Carnival Corp.'s third-quarter earnings dipped 3 percent but beat analysts' forecasts due to lower costs and an insurance gain. Net income for the quarter came in at $1.3 billion compared to $1.4 billion at the same time last year.
While earnings were not as heady as hoped, they were better than the previous guidance provided in June. "We are very pleased with our results for the third quarter which is seasonally our strongest of the year," said Carnival Corp. Chairman and CEO Micky Arison. "Despite the uncertain economy, all our major brands globally performed quite well with increased corporate-wide revenue yields. Our North American brands, which had an increase in yields, continued to benefit from strength in Caribbean demand. Our European brands introduced significant new capacity which was well-received in their respective markets." The company’s European brands benefited from a 24 percent increase in capacity.
The volatility of fuel costs still hurt Carnival, costing the company $230 million for the third quarter compared to the same quarter one year ago. However, forecast fuel prices for the fourth quarter have decreased fuel expenses by $60 million since the June guidance. Oil prices currently are trading at under $100 per barrel.

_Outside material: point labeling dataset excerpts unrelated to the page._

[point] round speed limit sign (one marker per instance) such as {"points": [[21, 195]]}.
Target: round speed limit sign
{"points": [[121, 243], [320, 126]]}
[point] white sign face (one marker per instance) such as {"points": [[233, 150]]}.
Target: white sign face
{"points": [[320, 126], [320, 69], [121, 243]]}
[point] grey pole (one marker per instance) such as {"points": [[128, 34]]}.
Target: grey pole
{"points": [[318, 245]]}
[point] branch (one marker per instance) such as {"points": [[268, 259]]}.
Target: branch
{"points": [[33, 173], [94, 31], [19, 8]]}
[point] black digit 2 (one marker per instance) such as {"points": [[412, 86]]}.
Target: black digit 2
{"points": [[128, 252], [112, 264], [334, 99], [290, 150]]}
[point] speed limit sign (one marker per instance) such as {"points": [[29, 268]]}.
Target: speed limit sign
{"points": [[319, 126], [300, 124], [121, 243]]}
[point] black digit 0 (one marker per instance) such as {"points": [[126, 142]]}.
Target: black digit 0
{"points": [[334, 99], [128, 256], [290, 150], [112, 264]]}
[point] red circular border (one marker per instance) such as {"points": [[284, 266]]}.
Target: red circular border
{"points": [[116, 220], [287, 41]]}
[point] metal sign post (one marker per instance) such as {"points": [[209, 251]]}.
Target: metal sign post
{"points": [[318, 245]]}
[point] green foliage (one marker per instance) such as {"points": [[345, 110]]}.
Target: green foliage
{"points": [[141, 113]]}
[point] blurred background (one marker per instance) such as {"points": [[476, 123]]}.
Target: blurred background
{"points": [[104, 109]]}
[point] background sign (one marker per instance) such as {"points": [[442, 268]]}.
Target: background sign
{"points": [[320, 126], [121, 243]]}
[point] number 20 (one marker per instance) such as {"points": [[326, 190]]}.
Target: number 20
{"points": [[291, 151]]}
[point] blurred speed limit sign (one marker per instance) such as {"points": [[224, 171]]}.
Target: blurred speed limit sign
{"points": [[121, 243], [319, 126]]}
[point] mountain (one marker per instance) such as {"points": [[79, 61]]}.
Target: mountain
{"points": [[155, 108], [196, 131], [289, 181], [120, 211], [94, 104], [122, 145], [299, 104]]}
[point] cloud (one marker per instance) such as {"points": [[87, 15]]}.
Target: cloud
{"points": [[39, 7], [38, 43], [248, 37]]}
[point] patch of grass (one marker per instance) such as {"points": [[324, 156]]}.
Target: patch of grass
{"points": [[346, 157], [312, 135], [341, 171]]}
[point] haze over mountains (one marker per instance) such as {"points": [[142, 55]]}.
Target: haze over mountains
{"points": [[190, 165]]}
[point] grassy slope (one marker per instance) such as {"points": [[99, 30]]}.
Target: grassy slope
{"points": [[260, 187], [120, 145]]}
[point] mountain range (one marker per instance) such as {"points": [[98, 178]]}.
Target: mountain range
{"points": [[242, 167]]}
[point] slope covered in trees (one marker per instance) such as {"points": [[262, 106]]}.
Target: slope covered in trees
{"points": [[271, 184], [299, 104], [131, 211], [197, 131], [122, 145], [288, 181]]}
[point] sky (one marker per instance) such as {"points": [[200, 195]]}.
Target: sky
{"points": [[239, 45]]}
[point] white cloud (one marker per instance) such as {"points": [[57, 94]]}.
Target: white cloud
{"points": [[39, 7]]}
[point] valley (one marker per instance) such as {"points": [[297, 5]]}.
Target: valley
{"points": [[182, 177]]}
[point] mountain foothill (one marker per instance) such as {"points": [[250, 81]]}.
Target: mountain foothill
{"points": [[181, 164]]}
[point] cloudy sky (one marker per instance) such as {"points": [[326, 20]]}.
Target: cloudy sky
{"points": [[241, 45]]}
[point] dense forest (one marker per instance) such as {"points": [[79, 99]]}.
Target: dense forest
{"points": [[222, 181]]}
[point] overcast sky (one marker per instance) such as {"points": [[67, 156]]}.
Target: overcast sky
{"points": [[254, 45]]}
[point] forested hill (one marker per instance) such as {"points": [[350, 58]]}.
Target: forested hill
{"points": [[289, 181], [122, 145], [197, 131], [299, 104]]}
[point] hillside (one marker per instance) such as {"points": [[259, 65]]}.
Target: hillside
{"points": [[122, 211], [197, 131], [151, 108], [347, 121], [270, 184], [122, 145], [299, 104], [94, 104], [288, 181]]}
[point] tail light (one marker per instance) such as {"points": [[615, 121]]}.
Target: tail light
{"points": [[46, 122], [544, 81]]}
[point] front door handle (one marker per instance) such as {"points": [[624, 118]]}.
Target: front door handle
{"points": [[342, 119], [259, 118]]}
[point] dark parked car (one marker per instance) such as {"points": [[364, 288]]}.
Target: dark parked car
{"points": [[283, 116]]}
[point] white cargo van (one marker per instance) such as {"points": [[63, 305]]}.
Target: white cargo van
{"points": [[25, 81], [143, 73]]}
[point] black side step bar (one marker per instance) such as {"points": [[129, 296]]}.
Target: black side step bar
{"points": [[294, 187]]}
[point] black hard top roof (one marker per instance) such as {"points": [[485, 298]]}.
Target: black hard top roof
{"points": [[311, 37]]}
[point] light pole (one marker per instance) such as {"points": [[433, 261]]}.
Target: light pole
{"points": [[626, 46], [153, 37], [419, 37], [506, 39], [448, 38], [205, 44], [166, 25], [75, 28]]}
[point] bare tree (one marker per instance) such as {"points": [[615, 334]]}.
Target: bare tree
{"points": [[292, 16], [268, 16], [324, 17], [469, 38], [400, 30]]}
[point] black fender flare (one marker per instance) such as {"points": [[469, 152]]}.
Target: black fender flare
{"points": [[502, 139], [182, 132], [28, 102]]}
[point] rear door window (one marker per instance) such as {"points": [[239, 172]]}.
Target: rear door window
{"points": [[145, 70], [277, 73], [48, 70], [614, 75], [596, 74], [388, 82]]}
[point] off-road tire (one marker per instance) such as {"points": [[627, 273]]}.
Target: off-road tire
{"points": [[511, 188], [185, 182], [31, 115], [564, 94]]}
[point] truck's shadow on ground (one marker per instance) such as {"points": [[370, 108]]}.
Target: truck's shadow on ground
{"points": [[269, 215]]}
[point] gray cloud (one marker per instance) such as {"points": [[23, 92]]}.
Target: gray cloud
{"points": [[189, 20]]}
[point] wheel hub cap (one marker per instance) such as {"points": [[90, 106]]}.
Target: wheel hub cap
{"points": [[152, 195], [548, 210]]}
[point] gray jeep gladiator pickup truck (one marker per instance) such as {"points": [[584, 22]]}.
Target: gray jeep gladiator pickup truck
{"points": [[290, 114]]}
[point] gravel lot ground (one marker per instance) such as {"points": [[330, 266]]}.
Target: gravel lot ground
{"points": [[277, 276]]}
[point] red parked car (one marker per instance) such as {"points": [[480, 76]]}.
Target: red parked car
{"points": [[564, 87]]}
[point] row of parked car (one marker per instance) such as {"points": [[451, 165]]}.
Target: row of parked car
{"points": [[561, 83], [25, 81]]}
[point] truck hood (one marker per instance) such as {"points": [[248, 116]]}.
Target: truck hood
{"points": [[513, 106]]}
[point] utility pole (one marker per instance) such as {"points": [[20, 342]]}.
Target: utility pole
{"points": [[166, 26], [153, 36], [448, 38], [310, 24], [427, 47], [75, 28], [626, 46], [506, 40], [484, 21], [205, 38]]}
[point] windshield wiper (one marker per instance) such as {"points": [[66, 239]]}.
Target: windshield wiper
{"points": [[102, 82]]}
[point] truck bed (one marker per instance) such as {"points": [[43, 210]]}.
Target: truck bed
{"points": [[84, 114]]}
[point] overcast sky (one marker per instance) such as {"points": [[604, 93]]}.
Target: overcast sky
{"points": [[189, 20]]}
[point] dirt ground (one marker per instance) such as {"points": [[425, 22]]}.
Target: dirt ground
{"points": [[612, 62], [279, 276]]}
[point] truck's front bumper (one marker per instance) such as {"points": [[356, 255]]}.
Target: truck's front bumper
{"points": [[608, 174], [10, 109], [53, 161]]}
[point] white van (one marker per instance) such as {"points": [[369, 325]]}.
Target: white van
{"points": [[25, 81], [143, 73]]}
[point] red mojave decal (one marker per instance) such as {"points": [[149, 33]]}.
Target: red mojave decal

Going forward, Carnival says occupancy levels for advance bookings for the remainder of 2008 and the first half of 2009 are lagging slightly behind the year prior, but ticket prices for these bookings are at higher levels. "While occupancy levels at this time are slightly behind the historically high levels of last year, they remain well ahead of 2006," Arison said. "Although bookings have slowed compared to the strong booking levels of a year ago, pricing is holding up well given the current difficult economic environment. The value of brand recognition and the consumer confidence they inspire is an important asset for us in uncertain economic times."